Universal Harvester(32)



Michael’s text today was from Luke 17:31. “I want to start with Luke, seventeen and thirty-one,” he began; he spoke very slowly with his eyes on the book before him, not looking up. He paused, still with his head down, and remained silent for so long that Irene’s mind began to wander out into open space. “Simon,” he said after a while, extending his hand awkwardly toward a young man seated near Irene.

Simon got up. As long as he’d been sitting still, Irene hadn’t noticed that he smelled, but the movement dislodged the scent; it was strong. He stood and began reading from a well-worn Bible. “‘In that day, he that shall be on the housetop, and his stuff in the house, let him not go down to take it away; and he that is in the field, let him likewise not return back.’ Thank you, Father,” he said, and then sat back down again.

“Thank you, Father,” echoed Michael, belatedly, after what proved to be the first of many long silences. “We find the Lord saying the same thing in the book of Matthew. It’s a little different there. Matthew…” He broke off again.

In the space that opened, Irene remembered a Matthew she’d known pretty well at college—he went by Matt. She felt ashamed, remembering Matt in church, even a church as modest as this one. She tried banishing him from her mind, listening hard and focusing. But in the long quiet Michael left between one thought and the next, Matt found all the room he needed, roaring through in his Plymouth Fury all red and shiny, the upholstery on its backseats soft and warm.

“Matthew specifies what the worker in the field might go back to his house to get,” Michael continued finally. He looked out over the seven in their chairs, and also at Irene, his gaze stopping on each of them as it went. His blue eyes were very bright. “Lisa. Twenty-four, seventeen and eighteen.”

It was the woman Irene had visited with in front of the Astro Theater. She, like Michael, looked much as she had on the day Irene had seen her; the same dress, the same simple shoes. “His garment,” she replied, looking up from her Bible.

“His garment,” said Michael, after a long pause. “Let not him that is in the field, turn back to take his garment.” An even greater silence followed; Irene thought about Grace Evangelical. Everyone all dressed up at the holidays. Peter in his suit at Christmas services, just the two of them. Before the wedding, before Lisa, precious Lisa, whose dolls now had conversations about going to the movies. Where had the time gone?

Michael looked pained; he closed his eyes. “Think about the worker in the field,” he said, impossibly slowing his rhythm even further, not raising his voice but speaking as if to a friend across a table in a diner late at night. “Think about that worker in the field at midday. How he looks out there after half a day’s work, when the hour comes. Sweating. Sunburned. There’s a reason why Luke wants us to see this worker in the field, why Matthew says you don’t go back for your clothes. It’s not just that God doesn’t mind if you’re dirty,” he said.

This time he paused for a full minute, still with his eyes closed, eyebrows knitted together; everyone looked up at him, waiting, trying in private degrees of failure or success to keep their minds focused on the message.

“The dirt’s a sign,” he said, finally relaxing his face and opening his fiery blue eyes. Their gaze looked over the congregation and at the back wall. They appeared, to Irene, like sapphires.

*

The freezer in the garage was full of beef: even in frugal times, there were plenty of steaks in the Sample house. Irene retrieved a prepackaged box of four and entered the house through a door that led from the garage directly into the living room. Peter was on the couch, watching a baseball game. He got up when she came in; he wasn’t overceremonious about it, but he wasn’t ever going to be the sort of person who stayed in his seat when his wife entered the room.

“It’s three o’clock,” he said. He didn’t raise his voice, but there was a pleading note in it. Tell me something.

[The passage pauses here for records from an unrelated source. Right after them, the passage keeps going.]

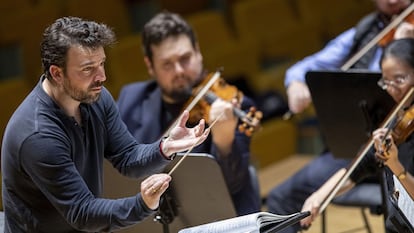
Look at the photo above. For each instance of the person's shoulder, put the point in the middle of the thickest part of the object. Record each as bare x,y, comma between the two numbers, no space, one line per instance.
138,86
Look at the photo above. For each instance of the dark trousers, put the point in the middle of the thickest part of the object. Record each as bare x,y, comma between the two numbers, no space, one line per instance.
288,197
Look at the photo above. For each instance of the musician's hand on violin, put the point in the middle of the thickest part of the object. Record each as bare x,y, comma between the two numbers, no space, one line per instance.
298,96
311,204
386,150
404,30
223,132
182,138
152,188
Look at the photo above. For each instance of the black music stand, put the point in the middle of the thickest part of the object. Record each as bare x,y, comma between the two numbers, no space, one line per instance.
197,195
349,106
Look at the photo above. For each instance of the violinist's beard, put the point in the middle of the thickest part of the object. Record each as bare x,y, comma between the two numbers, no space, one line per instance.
180,95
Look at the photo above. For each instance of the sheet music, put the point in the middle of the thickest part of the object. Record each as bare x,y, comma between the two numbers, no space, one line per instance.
405,203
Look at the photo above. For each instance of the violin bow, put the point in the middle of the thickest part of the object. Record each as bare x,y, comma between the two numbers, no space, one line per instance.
394,23
407,98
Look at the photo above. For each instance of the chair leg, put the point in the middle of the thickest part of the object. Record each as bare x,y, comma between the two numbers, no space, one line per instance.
366,222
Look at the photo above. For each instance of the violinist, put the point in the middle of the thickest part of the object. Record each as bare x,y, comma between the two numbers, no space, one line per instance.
397,65
174,61
289,196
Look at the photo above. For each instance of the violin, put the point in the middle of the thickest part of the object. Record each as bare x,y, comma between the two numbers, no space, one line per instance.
390,35
401,126
219,89
384,37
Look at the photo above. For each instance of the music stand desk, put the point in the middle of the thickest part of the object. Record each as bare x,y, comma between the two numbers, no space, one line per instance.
349,106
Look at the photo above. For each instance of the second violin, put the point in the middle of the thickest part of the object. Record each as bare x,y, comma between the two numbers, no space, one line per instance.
218,88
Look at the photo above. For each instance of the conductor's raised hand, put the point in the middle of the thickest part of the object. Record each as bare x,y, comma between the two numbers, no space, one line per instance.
153,187
182,138
299,97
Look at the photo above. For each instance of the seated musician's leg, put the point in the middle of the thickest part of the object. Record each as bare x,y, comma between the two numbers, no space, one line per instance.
288,197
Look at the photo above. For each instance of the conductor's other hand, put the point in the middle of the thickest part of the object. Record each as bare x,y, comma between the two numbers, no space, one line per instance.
152,188
182,138
298,96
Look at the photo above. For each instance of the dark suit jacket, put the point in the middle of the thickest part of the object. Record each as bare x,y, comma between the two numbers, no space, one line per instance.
140,106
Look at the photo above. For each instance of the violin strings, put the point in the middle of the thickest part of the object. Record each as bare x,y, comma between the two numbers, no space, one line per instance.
192,147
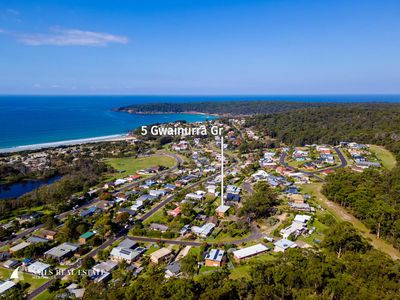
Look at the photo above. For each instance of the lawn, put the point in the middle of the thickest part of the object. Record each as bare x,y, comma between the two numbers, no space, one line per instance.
129,166
385,156
43,296
157,217
34,281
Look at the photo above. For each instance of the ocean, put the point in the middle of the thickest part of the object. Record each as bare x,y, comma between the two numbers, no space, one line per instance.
32,120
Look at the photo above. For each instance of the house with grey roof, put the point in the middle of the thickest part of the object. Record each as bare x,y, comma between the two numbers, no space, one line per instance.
62,251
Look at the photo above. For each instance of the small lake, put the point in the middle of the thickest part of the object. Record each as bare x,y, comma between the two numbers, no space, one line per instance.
18,189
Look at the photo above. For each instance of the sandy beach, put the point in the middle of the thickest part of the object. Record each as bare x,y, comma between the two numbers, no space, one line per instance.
109,138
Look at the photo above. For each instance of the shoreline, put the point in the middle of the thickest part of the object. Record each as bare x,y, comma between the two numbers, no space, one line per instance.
107,138
80,141
133,112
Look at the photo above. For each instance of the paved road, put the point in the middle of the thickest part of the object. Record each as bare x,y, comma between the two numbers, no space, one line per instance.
248,187
63,215
124,232
343,163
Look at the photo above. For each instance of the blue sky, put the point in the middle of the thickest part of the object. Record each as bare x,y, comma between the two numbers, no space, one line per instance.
200,47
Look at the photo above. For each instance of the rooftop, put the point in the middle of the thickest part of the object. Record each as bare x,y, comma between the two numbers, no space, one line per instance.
215,254
250,251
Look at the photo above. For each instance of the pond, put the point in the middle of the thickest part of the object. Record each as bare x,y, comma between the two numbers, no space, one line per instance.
18,189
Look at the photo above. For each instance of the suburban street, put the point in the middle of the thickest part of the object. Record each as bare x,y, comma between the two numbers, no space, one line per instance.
343,163
124,232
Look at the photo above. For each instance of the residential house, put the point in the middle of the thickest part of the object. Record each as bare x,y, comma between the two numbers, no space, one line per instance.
173,269
11,264
18,247
62,251
85,237
5,286
175,212
39,268
36,239
214,258
127,250
251,251
158,227
4,255
284,244
204,230
160,255
222,210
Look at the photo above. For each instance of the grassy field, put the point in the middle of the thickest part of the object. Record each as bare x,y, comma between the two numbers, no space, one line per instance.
28,278
129,166
342,214
385,156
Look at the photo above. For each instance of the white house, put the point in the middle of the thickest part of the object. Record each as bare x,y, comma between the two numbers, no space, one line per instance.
38,268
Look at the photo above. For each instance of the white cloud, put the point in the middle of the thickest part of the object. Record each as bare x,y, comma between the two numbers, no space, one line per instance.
71,37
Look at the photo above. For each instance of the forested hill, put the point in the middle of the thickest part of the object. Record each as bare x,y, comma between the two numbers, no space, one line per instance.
372,196
241,108
372,124
221,108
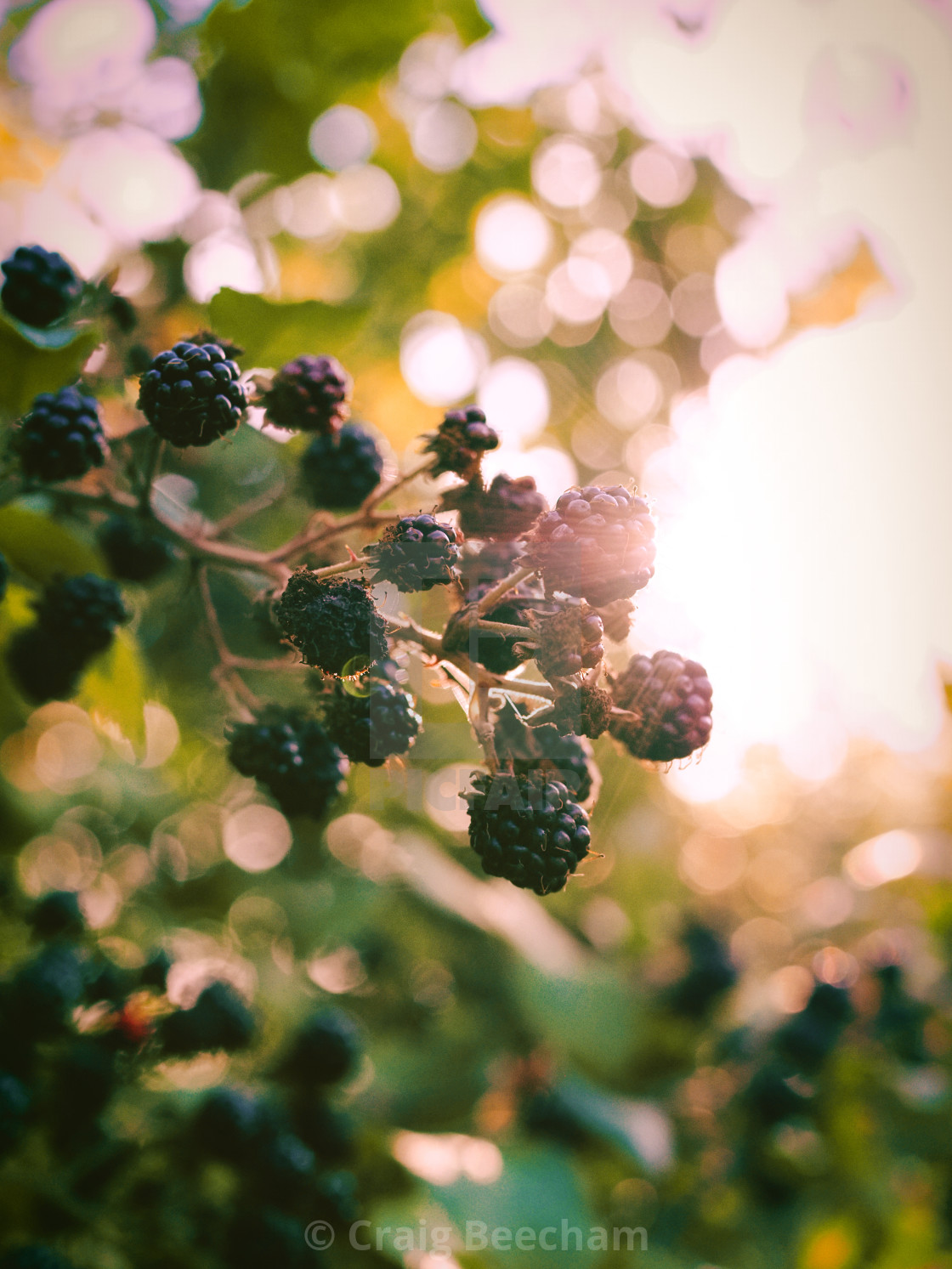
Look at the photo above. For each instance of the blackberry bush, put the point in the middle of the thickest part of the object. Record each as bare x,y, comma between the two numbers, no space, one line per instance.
40,287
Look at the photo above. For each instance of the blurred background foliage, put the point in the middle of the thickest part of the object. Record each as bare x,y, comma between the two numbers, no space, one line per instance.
591,1057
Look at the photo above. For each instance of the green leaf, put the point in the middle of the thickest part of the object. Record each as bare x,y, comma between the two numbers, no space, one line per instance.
273,332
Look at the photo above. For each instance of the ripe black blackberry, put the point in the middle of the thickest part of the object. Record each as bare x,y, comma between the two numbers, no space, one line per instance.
339,471
220,1019
82,613
460,443
326,1050
61,438
40,288
672,698
506,510
133,550
527,829
333,622
416,553
292,756
597,545
372,725
310,394
190,395
541,751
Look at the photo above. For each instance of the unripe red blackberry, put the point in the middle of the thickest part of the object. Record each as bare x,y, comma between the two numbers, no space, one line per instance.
292,756
333,622
416,553
340,471
372,723
460,442
220,1019
310,394
527,829
40,288
61,438
133,550
597,543
672,698
190,395
506,510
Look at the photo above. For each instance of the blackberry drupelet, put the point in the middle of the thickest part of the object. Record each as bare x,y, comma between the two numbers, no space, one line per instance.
333,622
371,728
416,553
292,756
40,288
220,1019
672,698
506,510
460,443
310,394
190,395
340,471
61,438
527,829
597,545
133,550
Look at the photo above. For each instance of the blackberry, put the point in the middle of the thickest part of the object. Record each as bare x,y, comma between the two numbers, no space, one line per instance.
82,613
372,726
541,751
333,622
340,471
133,550
569,641
460,443
61,438
40,288
326,1048
310,394
190,395
218,1019
292,756
416,553
672,698
507,509
527,829
597,543
57,914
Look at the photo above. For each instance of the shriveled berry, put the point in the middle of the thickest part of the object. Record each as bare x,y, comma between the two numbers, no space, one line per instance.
339,471
672,702
41,287
190,395
61,438
333,622
310,394
418,552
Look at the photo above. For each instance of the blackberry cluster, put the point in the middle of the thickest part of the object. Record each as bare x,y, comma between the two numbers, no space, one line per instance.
40,286
372,725
310,394
507,509
61,438
76,620
190,395
416,553
460,443
342,470
597,545
528,830
133,550
333,622
672,698
292,756
220,1019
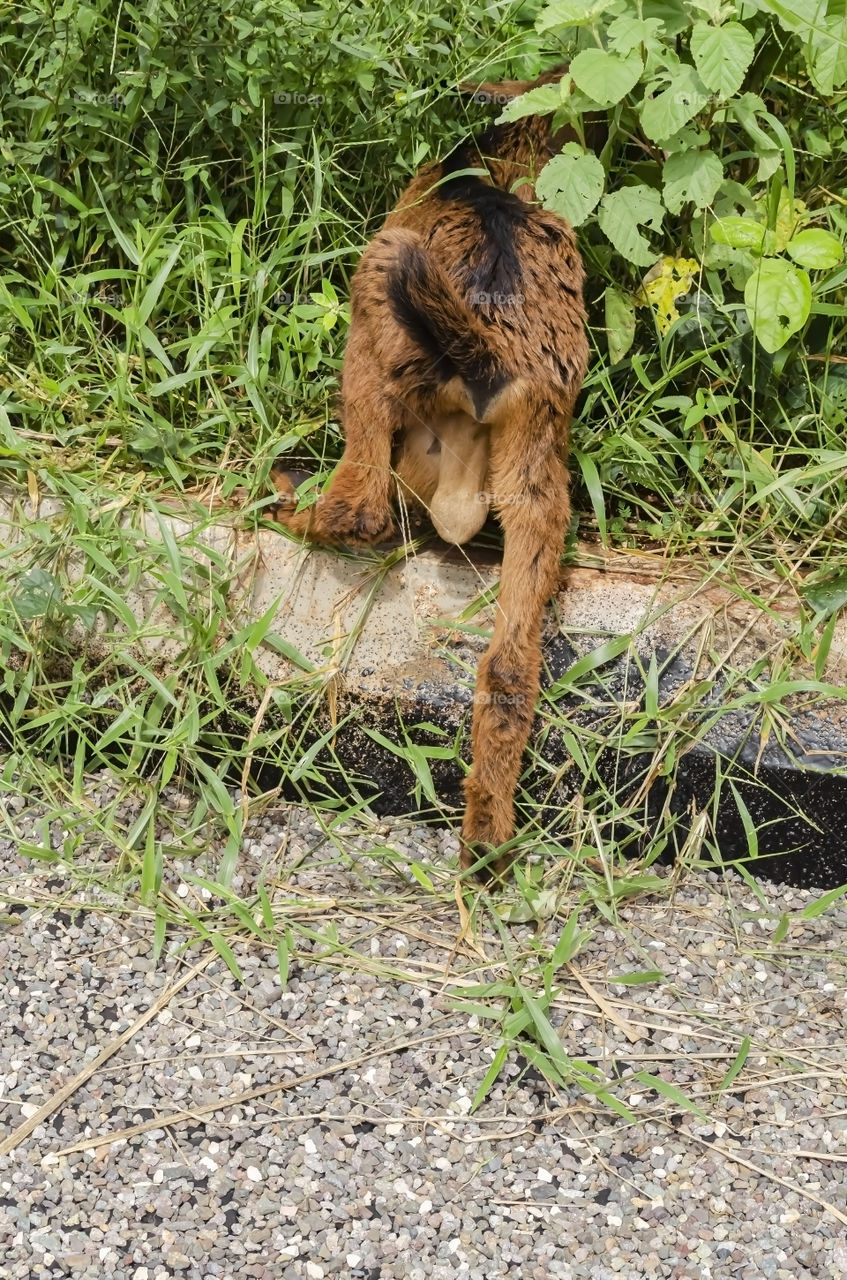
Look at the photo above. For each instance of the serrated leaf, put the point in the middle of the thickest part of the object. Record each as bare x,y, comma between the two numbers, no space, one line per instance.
536,101
619,312
569,13
604,77
722,55
571,183
691,177
778,300
828,56
627,32
664,114
621,215
815,248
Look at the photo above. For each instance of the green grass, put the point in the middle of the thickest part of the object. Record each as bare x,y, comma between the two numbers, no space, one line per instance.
174,275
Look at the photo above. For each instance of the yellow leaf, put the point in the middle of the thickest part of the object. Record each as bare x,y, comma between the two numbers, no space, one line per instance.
664,284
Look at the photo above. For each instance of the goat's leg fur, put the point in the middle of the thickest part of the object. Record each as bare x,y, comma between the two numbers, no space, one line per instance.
530,494
357,506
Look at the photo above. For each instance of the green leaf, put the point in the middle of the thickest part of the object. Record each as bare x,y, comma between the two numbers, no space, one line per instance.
691,177
605,78
815,248
619,310
664,114
621,215
722,55
538,101
571,183
569,13
490,1077
828,58
740,233
637,979
828,597
778,300
823,903
736,1066
627,32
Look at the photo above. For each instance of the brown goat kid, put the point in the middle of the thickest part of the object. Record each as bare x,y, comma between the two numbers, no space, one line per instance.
466,353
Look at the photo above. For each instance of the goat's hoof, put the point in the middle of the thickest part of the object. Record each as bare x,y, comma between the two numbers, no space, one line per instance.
356,524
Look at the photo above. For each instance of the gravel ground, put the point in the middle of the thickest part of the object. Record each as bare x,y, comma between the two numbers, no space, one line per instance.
360,1157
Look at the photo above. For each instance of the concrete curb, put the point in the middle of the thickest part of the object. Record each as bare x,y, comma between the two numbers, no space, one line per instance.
387,644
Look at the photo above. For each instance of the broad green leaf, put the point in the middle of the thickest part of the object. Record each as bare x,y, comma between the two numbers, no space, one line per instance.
627,32
605,78
538,101
571,183
621,215
828,56
745,110
722,55
672,14
740,233
815,248
778,300
619,310
691,176
663,114
569,13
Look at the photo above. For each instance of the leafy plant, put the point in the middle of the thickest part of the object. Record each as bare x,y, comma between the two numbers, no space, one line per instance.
699,150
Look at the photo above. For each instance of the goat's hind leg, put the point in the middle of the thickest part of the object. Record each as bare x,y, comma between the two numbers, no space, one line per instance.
531,497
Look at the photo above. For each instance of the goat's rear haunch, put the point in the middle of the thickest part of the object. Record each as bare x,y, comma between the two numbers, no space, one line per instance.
466,353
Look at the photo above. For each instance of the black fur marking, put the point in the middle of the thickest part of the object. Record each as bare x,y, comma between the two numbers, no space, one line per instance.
482,393
426,305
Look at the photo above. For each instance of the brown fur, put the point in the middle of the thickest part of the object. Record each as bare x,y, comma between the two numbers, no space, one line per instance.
457,396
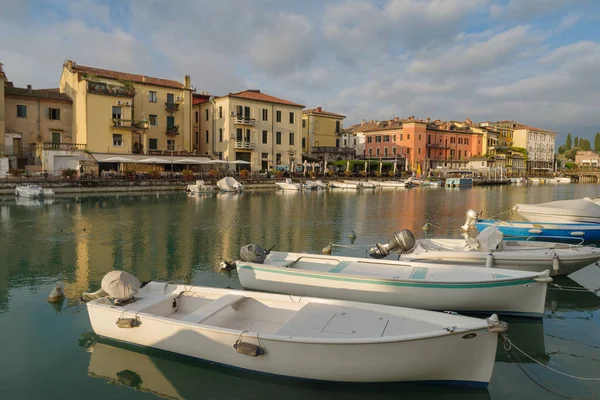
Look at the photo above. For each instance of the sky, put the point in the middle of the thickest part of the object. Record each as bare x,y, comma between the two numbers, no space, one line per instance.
534,61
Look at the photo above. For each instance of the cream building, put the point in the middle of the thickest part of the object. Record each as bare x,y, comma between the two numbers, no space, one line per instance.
117,112
251,126
540,147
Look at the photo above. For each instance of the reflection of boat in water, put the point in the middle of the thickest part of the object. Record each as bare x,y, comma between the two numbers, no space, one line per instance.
177,377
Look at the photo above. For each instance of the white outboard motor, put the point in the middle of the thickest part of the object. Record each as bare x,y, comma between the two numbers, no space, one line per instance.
253,253
402,241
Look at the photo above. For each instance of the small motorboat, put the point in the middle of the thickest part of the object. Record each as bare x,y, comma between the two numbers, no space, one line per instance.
489,249
289,185
399,283
300,337
199,187
577,210
32,191
228,184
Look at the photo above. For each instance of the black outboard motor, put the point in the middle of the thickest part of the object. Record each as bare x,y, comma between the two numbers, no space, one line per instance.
402,242
253,253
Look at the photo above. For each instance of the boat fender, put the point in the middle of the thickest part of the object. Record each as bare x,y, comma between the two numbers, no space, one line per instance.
128,322
57,294
248,349
489,260
555,263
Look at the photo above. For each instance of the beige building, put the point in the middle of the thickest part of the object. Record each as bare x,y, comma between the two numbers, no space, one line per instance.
117,112
251,126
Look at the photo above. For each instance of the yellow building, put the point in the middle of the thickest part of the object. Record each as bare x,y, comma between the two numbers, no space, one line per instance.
117,112
250,126
320,129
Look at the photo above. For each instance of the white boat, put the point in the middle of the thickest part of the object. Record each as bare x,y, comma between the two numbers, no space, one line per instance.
32,191
577,210
345,185
398,283
319,339
489,249
289,185
199,187
228,184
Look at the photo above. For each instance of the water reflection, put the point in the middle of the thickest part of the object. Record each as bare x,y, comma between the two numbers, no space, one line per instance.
176,377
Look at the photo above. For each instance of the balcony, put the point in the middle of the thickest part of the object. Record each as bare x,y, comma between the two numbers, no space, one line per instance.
244,145
243,120
173,130
171,106
110,90
130,124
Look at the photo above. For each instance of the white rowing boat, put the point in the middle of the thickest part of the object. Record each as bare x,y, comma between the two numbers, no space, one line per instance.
311,338
398,283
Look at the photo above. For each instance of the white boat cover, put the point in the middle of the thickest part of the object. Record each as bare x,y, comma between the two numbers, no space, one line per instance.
120,285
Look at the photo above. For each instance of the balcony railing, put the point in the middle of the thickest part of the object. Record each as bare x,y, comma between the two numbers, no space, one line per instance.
331,149
171,106
110,90
130,124
243,120
244,145
173,130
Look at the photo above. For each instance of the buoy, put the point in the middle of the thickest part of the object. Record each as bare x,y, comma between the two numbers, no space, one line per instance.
489,260
57,294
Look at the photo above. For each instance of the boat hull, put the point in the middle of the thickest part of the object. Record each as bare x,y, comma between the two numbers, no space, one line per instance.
524,297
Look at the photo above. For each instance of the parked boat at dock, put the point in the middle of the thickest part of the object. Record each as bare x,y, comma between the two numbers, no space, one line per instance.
319,339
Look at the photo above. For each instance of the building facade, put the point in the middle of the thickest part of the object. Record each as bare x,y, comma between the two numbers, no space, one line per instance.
117,112
253,127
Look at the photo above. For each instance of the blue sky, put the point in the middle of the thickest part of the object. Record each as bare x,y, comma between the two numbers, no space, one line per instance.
534,61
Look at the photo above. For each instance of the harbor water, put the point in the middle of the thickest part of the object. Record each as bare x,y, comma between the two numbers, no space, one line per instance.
50,351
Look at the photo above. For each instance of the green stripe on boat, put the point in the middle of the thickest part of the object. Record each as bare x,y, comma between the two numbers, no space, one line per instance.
419,273
389,282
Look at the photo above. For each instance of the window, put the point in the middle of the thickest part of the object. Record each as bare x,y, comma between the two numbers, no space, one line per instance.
117,140
21,111
54,114
56,137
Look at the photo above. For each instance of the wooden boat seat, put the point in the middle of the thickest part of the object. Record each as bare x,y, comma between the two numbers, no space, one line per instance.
201,314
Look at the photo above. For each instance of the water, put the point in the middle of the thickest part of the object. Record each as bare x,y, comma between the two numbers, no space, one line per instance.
45,349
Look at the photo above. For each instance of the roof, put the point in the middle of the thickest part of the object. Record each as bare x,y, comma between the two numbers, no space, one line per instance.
46,94
106,73
318,110
254,94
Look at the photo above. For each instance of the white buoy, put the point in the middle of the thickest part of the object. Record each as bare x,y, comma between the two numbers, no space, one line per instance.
57,294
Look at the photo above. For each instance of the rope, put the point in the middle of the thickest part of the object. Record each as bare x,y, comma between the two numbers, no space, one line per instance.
505,337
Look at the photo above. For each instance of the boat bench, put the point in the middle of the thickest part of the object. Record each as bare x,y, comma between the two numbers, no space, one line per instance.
204,312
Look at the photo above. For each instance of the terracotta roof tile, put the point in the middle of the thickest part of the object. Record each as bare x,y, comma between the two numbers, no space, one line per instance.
258,96
106,73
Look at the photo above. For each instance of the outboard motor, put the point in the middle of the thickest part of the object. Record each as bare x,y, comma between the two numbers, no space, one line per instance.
253,253
472,216
402,241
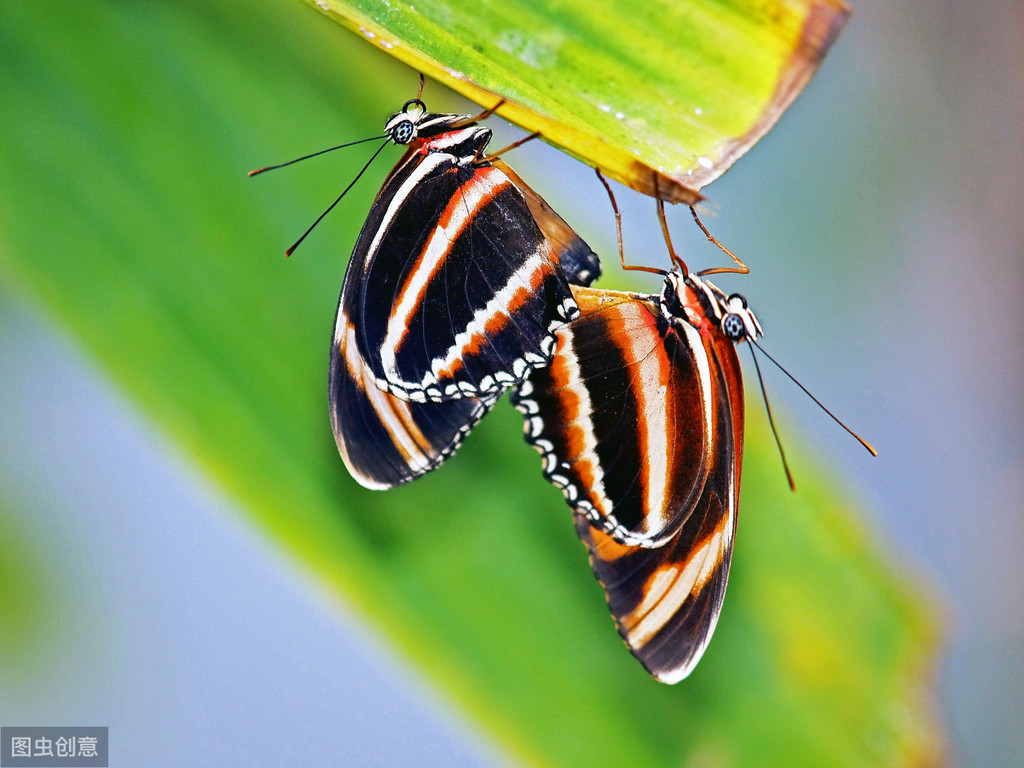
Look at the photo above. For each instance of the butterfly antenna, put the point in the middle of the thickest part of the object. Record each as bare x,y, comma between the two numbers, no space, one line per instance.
740,269
771,420
306,157
619,229
856,436
380,148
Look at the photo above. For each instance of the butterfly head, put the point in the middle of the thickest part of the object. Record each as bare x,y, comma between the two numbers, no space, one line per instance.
414,122
702,302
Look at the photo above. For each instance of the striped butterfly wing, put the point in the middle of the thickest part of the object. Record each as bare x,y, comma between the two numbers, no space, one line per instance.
639,420
386,439
455,286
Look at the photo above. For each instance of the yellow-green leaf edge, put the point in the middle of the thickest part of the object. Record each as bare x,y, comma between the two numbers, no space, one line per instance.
655,93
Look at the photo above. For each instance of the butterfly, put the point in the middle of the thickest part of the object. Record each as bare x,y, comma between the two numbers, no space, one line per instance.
639,420
455,289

“Sorry I’m so late,” she said, smiling earnestly, taking hold of and gently squeezing his hand, slowing but not breaking her stride as she headed for the sink, where she put a stopper in the drain and began running warm water.

“It’s three o’clock,” he said again. “You left at ten thirty.”

“Well, I went to Council Bluffs,” she said, taking the steaks from their box: they were vacuum-sealed in plastic. She set them under the running water.

“Well, I know that,” he said. “But that was four and a half hours ago.”

“I didn’t go shopping,” she said over her shoulder, addressing him directly; she didn’t look down or away. There was more innocence than defiance in her expression. There is no defense against innocence.

“Irene,” he said, not knowing how else to respond.

“I found a new church,” she said, turning off the water. The sink was half-full. The steaks floated there like fat little boats.

“We didn’t know where you were,” he said. “I had to make excuses to Lisa.”

“Oh, Peter,” she said, crossing again to the living room. “Yes, I imagine. I am so sorry. The time just got away from me. I did mean to go to the store, too.”

“You left at ten thirty,” he said again.

She took a step toward him, so that he’d see her face, all of it: her lips, her eyes, her forehead with its two gradually deepening furrows.